Weston Cronkite, a New Jersey resident, was stopped for speeding in Gwinnett on Jan. 15, 2010. With breath tests at the scene producing blood-alcohol content readings of 0.187 and 0.201 -- well over Georgia's legal limit of 0.08 -- he was ultimately charged with driving under the influence.
As he awaited trial, Cronkite filed a request for the testimony of a representative from the manufacturer of the Intoxilyzer 5000, the device with which his BAC was determined. A local court and a state court of appeals ruled that the expert's testimony -- that teeth implants or partial dentures like Cronkite has could "cause the trapping of excess alcohol in one's mouth" -- was immaterial.
The Georgia Supreme Court upheld that ruling Monday with a unanimous decision.

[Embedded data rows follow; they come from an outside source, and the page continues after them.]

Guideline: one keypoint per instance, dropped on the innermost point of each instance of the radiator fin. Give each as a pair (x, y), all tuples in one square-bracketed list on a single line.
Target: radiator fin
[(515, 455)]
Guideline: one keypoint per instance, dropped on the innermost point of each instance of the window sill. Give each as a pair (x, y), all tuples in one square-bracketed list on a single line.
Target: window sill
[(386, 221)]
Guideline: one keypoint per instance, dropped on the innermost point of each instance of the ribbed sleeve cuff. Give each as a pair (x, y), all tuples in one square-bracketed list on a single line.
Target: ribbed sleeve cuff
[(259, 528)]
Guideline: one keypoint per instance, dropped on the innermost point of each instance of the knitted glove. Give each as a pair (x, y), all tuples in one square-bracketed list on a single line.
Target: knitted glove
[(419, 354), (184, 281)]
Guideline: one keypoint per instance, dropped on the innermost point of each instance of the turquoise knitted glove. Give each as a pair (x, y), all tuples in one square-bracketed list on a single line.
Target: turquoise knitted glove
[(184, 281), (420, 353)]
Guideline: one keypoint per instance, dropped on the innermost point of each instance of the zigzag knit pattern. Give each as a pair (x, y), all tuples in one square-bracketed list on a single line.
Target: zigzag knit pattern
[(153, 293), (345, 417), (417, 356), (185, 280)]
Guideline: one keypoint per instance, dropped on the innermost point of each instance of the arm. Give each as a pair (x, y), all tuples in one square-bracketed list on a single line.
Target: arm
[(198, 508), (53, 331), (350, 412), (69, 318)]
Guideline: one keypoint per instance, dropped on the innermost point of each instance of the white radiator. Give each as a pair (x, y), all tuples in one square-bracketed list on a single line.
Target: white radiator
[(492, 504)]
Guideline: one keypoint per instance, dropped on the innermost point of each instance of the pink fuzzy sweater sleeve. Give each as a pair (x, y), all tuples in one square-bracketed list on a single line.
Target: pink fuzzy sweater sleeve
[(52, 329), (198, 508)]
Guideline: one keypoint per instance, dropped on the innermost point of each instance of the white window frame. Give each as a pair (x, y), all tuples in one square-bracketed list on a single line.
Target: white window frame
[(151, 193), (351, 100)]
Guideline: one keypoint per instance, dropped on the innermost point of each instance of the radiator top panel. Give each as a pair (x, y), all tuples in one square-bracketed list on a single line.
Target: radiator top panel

"... Cronkite presented no evidence that mouth alcohol was present during his breath test such that an error message should have been generated that was not generated," the opinion, written by Justice Harold Melton, said. "Indeed, the mere possibility that alcohol can remain present in the mouth due to the existence of a surgical implant and retainer does not amount to evidence of facts pointing to the actual existence of excess alcohol in the mouth at the time of Cronkite's breath test."
The state was represented by Gwinnett County Solicitor General Rosanna Szabo.